RSI Scalping Strategy
The RSI indicator is one of the unique oscillators that closely depicts the short term turns in prices with near accuracy. The fact that the RSI oscillates between the 70 and 30 levels, also known as overbought and oversold levels makes for a good signal in itself. However, with a bit of tweaks, the RSI oscillator can be used as a good scalping system used to signal the entry and exit in prices. This RSI scalping strategy is relatively simple to use, comes with tight stops and makes room for profits to be trailed. The RSI scalping strategy outlined in this article is ideal for both beginners as well as experienced traders.

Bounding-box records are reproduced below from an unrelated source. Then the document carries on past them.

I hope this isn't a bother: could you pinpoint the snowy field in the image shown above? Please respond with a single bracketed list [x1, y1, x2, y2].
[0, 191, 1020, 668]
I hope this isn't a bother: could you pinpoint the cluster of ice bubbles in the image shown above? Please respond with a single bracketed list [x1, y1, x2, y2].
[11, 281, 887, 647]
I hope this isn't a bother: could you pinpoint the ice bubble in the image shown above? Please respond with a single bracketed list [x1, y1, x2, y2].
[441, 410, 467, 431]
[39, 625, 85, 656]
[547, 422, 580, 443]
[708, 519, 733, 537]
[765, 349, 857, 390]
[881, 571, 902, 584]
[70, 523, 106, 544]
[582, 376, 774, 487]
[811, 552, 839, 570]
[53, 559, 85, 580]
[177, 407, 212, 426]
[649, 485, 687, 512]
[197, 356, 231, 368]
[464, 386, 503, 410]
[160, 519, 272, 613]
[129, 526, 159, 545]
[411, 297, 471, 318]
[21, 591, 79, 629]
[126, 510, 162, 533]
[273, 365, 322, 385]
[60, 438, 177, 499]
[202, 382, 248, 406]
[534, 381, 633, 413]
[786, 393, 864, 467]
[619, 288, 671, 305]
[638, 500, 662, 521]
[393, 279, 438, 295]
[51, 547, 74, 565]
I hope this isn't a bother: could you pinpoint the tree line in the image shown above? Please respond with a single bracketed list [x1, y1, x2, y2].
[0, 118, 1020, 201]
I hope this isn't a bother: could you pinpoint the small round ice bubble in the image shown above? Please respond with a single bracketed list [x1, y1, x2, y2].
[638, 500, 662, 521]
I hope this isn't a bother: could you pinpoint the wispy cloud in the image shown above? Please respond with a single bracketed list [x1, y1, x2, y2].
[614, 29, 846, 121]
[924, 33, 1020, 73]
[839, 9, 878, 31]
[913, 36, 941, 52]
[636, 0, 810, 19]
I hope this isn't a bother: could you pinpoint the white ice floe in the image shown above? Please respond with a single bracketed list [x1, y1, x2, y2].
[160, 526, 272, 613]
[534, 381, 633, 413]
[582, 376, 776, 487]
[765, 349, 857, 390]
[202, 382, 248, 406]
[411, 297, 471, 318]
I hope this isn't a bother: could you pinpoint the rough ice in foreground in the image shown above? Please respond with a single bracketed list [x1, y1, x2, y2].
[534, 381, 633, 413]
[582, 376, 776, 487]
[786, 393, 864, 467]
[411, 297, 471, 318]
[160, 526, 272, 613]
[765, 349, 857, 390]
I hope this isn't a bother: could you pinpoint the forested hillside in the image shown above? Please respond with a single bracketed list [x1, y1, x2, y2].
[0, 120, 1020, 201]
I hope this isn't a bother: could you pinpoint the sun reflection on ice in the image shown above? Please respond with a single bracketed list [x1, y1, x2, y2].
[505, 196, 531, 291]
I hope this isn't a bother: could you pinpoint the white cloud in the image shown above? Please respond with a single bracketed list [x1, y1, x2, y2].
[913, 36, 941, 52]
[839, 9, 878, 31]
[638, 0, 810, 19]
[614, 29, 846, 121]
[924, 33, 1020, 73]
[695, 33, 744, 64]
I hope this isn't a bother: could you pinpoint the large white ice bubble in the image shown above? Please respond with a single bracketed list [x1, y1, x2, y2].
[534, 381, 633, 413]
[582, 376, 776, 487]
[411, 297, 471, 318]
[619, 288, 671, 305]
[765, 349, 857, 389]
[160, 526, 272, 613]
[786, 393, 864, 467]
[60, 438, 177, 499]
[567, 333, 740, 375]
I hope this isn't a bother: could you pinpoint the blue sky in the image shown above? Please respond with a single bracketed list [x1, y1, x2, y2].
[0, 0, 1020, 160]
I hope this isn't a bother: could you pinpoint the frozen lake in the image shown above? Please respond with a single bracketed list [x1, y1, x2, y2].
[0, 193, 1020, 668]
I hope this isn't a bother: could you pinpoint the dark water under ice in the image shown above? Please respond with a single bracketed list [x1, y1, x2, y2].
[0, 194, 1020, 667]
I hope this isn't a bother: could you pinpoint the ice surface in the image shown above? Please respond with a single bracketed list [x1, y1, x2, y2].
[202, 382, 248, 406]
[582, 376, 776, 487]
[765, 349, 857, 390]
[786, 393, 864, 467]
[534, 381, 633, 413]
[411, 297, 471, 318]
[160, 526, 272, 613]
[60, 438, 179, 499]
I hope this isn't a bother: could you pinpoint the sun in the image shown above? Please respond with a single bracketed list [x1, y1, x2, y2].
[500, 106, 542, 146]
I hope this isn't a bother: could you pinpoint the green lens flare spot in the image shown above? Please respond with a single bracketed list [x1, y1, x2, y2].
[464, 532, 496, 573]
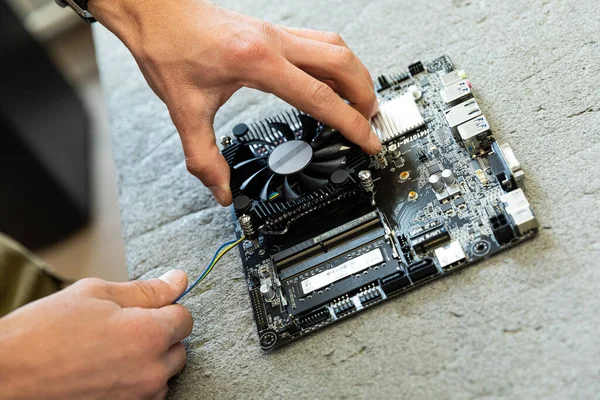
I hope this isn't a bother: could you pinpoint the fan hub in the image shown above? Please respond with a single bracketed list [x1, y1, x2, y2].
[269, 140, 313, 175]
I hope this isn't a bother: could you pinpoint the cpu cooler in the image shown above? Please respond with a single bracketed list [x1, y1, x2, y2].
[228, 113, 360, 202]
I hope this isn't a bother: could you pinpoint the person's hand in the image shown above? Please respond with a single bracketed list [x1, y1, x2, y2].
[0, 270, 192, 400]
[89, 0, 381, 205]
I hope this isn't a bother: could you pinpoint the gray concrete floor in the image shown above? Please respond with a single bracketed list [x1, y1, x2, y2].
[38, 25, 127, 281]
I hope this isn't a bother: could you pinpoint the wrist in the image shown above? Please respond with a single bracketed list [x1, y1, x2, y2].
[88, 0, 213, 50]
[0, 316, 33, 400]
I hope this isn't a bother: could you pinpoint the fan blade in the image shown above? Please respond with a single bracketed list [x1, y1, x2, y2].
[233, 156, 268, 169]
[283, 176, 300, 201]
[313, 142, 352, 160]
[306, 157, 346, 176]
[269, 122, 296, 140]
[297, 172, 329, 192]
[311, 128, 340, 150]
[260, 174, 275, 201]
[298, 114, 319, 143]
[240, 167, 269, 191]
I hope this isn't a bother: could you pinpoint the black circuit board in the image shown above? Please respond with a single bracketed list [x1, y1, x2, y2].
[227, 56, 537, 351]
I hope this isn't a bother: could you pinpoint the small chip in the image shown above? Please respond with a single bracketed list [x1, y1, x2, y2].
[475, 169, 489, 186]
[435, 240, 466, 268]
[427, 163, 442, 175]
[440, 203, 452, 212]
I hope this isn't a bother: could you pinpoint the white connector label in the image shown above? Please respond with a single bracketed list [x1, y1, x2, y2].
[302, 249, 384, 294]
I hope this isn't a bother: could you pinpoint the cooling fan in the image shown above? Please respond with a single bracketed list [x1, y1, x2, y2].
[232, 114, 352, 201]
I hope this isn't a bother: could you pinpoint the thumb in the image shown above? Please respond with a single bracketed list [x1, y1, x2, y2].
[169, 97, 232, 206]
[182, 138, 232, 206]
[110, 269, 188, 308]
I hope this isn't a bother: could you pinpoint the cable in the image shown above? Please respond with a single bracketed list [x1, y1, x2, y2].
[173, 236, 245, 304]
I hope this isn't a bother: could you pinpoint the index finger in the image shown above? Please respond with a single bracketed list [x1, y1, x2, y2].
[150, 304, 194, 346]
[258, 59, 381, 154]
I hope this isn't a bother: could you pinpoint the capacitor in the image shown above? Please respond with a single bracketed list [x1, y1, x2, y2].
[233, 195, 252, 216]
[429, 174, 444, 192]
[221, 135, 231, 147]
[260, 282, 275, 301]
[388, 144, 402, 160]
[375, 146, 388, 168]
[358, 169, 375, 192]
[442, 169, 456, 185]
[238, 214, 259, 247]
[231, 124, 250, 138]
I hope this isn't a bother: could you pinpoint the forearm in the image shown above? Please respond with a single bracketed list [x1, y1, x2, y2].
[0, 314, 56, 400]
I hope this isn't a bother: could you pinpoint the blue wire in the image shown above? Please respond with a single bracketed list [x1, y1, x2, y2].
[173, 240, 237, 304]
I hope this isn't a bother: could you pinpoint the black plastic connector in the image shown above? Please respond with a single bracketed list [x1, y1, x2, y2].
[408, 258, 439, 283]
[490, 213, 515, 245]
[381, 271, 410, 296]
[408, 61, 425, 76]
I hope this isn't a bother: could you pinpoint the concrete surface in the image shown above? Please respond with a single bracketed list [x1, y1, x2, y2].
[95, 0, 600, 399]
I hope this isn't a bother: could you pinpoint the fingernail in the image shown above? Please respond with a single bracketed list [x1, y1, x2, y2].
[209, 186, 231, 206]
[369, 131, 381, 153]
[158, 269, 184, 286]
[373, 101, 379, 116]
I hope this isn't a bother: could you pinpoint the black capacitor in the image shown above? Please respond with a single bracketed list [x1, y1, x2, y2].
[329, 169, 350, 186]
[233, 195, 252, 215]
[231, 124, 250, 138]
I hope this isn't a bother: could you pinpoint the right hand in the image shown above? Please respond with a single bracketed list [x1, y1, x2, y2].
[89, 0, 381, 205]
[0, 270, 193, 400]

RSI Scalping strategy set up
We make use of the 2 period RSI which is set to closing prices and we also readjust the overbought and oversold levels to 90 and 10 instead of the typical 70 and 30. By keeping the RSI to a very sensitive 2, we aim to capture prices moves as and when they happen. In order to filter for trends, we make use of a 55 period EMA set to closing prices. When prices are below the 55 EMA we only look for short set ups and when prices are above the 55 EMA we look for long set ups with the RSI acting as a trigger.

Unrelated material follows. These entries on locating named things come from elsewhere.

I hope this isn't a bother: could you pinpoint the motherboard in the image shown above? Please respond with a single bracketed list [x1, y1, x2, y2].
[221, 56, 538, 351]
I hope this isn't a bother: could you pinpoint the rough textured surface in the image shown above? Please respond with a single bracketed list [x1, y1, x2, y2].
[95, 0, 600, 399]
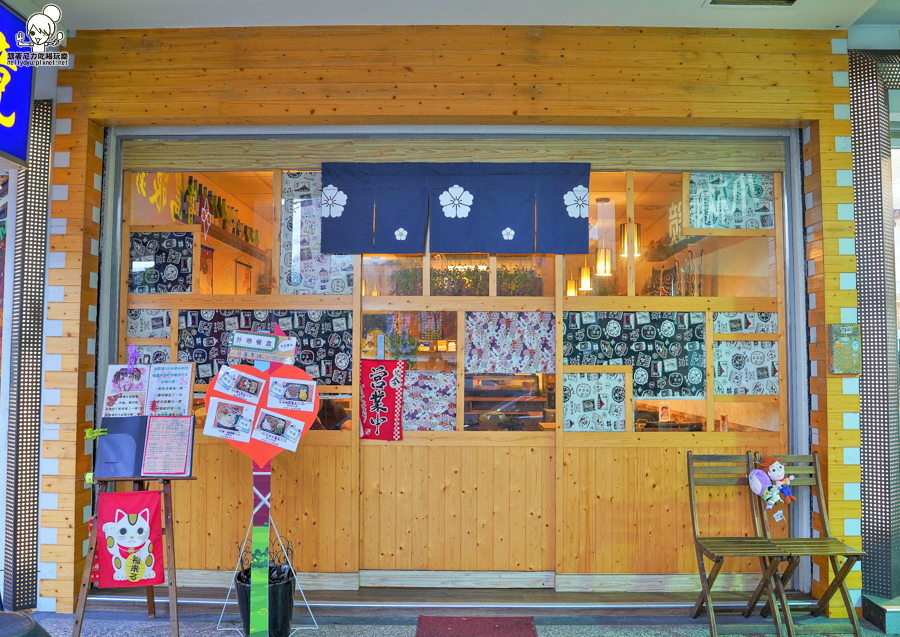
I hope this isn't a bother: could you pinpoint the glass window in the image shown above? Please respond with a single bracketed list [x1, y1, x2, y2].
[125, 172, 274, 294]
[464, 374, 556, 431]
[362, 254, 422, 296]
[362, 312, 457, 374]
[278, 172, 353, 294]
[634, 398, 709, 431]
[497, 254, 556, 296]
[431, 254, 490, 296]
[713, 401, 781, 431]
[636, 172, 777, 297]
[565, 172, 628, 296]
[310, 393, 352, 431]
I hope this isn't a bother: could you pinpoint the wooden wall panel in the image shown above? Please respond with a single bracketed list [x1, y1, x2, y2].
[172, 432, 357, 573]
[556, 442, 786, 574]
[360, 432, 556, 571]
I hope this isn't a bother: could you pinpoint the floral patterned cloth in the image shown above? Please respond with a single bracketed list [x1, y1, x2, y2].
[403, 370, 456, 431]
[465, 312, 556, 374]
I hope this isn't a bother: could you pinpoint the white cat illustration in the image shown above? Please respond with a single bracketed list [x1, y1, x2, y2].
[103, 509, 156, 582]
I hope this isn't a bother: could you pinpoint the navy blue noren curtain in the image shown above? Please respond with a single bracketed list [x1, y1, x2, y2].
[322, 163, 590, 254]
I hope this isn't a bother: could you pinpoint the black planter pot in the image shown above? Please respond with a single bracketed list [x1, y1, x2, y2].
[234, 566, 296, 637]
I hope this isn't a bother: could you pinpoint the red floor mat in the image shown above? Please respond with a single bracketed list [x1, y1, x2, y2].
[416, 615, 537, 637]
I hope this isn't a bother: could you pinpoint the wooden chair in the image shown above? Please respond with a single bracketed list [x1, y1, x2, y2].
[687, 451, 786, 637]
[751, 452, 865, 637]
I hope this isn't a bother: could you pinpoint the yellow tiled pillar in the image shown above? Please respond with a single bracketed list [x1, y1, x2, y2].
[803, 39, 862, 616]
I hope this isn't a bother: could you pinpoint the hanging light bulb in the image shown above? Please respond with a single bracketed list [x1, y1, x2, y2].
[578, 265, 593, 292]
[619, 223, 641, 257]
[594, 198, 612, 276]
[594, 248, 612, 276]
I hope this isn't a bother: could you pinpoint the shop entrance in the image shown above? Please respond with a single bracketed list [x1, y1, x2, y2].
[110, 140, 787, 590]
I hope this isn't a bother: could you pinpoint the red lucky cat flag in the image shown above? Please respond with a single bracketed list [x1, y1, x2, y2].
[95, 491, 165, 588]
[359, 358, 406, 440]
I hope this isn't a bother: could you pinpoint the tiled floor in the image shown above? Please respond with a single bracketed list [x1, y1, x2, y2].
[33, 612, 884, 637]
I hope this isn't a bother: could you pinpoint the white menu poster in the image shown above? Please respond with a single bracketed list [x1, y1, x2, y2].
[141, 416, 194, 476]
[147, 363, 194, 416]
[103, 365, 150, 418]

RSI Scalping Strategy – Long Example
For the long set up, we first look for prices to be trading below the 55 EMA and breaks above the EMA. When prices break or cut the 55 EMA from below, we then look to the RSI. A long signal is triggered when prices retrace back to or near to the 55 EMA while the RSI oscillator rises from below 10. Stop loss is placed at the most recent low while take profit can be set to 2 or 3 times the stop loss depending on market volatility.
The first chart below illustrates the long example using the 2 period RSI scalping strategy.

- Prices were initially trading below the 55 EMA and then break above the EMA
- RSI dips to below 10 and then reverses within one candle
- Long positions are taken on the high of the candle with stops placed at the recent lows
- Target is set to 2 times the risk which price eventually reaches
RSI Scalping – Short Example
For the short set ups using the RSI scalping strategy, we first wait for prices to break below the 55 EMA from above. Once prices start to trade below the 55 EMA, we then look to the 2 period RSI to fall from the 90 or higher level. A short position is taken here while take profits are targeted to 2 times the stops. Stop losses are placed at the most recent high.
The chart below illustrates a short set up example using the RSI scalping strategy
RSI Scalping Strategy – Short set up example
- Prices were previously trading above the 55 EMA and then cut across the 55 EMA from above
- We wait for RSI to rally back to above 90 and then dip back from this over bought level
- When the 2 period RSI falls back from above 90, a short position is taken at the low of the signal candle
- Stops are placed at the most recent high, marked with number 4
- Take profit is set to 2 times the risk
RSI Scalping Strategy – Room for Improvement
The RSI scalping strategy is simple as demonstrated above, but it is also prone to occasional losses. Traders are recommended to manage their positions by booking profits at 1:1 risk reward and leaving the remainder of the trade to exit at 1:2 risk reward. The slope of the EMA also plays a role in the success of this trading strategy. A flat EMA is usually a sign that prices are likely to remain choppy or ranging and it is best to avoid such markets.
While the RSI scalping strategy works in any time frame, choosing an intraday setting such as 30 minutes or 1 hour is the most ideal time for this trading strategy to work at its best.